Classification and regression are two families of machine learning methods. At a high level, classification is used to categorise data, while regression is used to predict numerical values. Classification and regression are the two most important types of supervised learning, which you can learn more about in my article on supervised and unsupervised learning.
In this text, we’ll take a deeper dive into supervised learning and explore how it works in practice.
What Is Supervised Learning?
Supervised learning is based on labelled data, where a model is trained to predict the label for new, unseen data. So how does this apply to classification and regression?
What Is Classification?
Classification deals with data that is labelled with discrete categories. The goal is to use machine learning to learn how to predict the label based solely on the input data.
For example, imagine you have a dataset consisting of images of cats and dogs. Classification involves defining “cat” and “dog” as discrete categories and training a machine learning model to categorise images as one or the other.
What Is Regression?
Regression focuses on using machine learning to learn a mathematical relationship between different values. Unlike classification, which relies on fixed categories, regression works with values on a continuous scale—such as length or temperature.
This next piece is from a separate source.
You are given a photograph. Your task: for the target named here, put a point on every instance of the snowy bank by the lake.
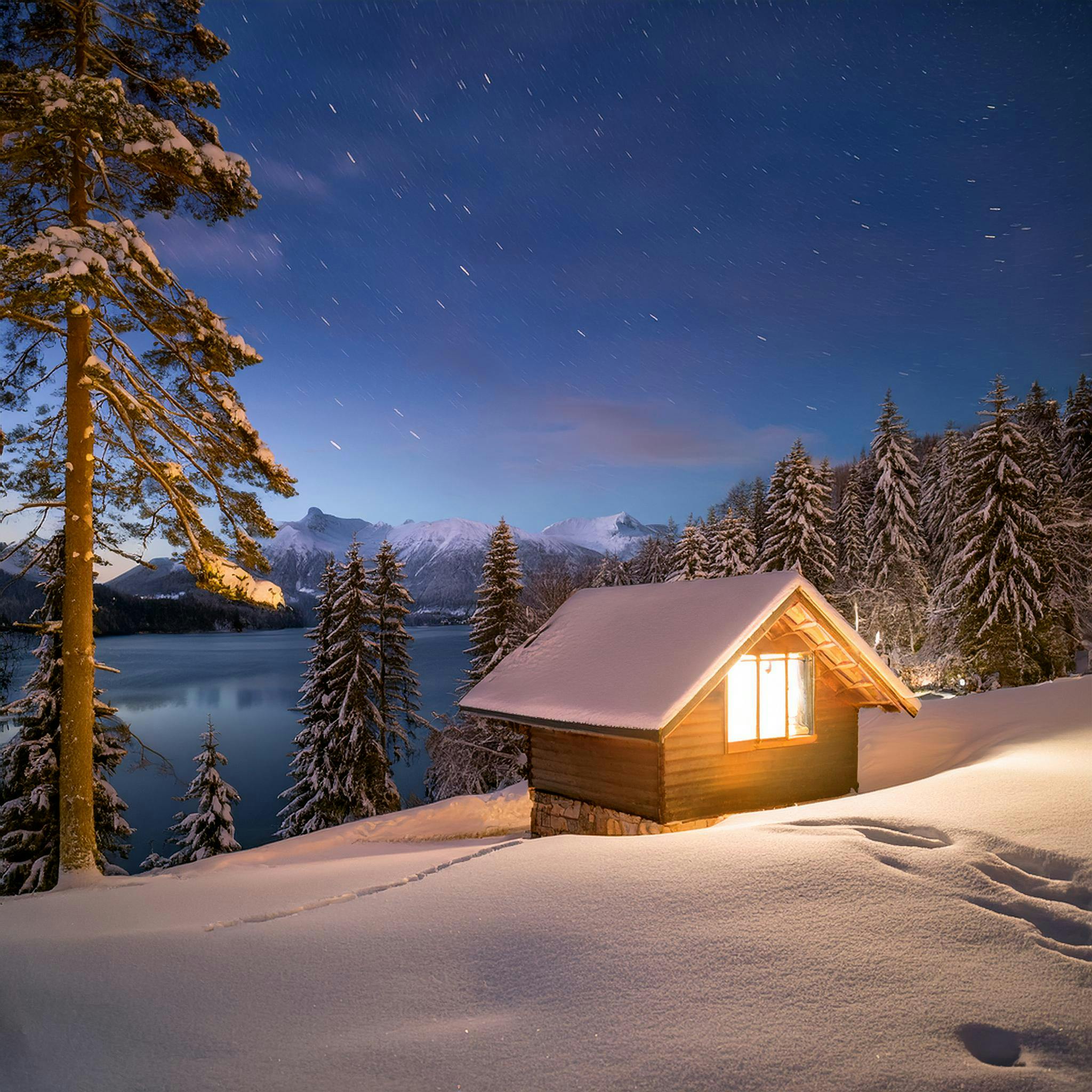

A regression model predicts one value based on others. Linear regression and polynomial regression are well-known examples, but there are also other types of models, such as decision trees.
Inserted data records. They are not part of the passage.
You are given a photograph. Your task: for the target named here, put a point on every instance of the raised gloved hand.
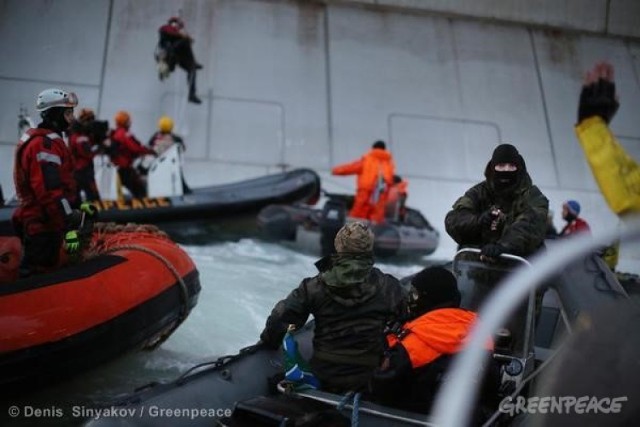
(486, 217)
(492, 250)
(598, 95)
(72, 242)
(89, 209)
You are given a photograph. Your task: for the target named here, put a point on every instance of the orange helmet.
(86, 115)
(122, 119)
A simple example could be data on sold homes, including their living area and sale price. Regression can be used to identify a mathematical relationship between size and price, which can then be used to predict the price of homes that have not yet been sold.
How Do They Compare?
In summary, the differences can be described as follows:
Classification
Data: Divided into predefined, discrete categories
Goal: Assign an input to one of the categories
Model output: A specific category from a set
Regression
Data: Continuous numerical data with an underlying relationship
Goal: Predict one variable based on others
Model output: A numerical value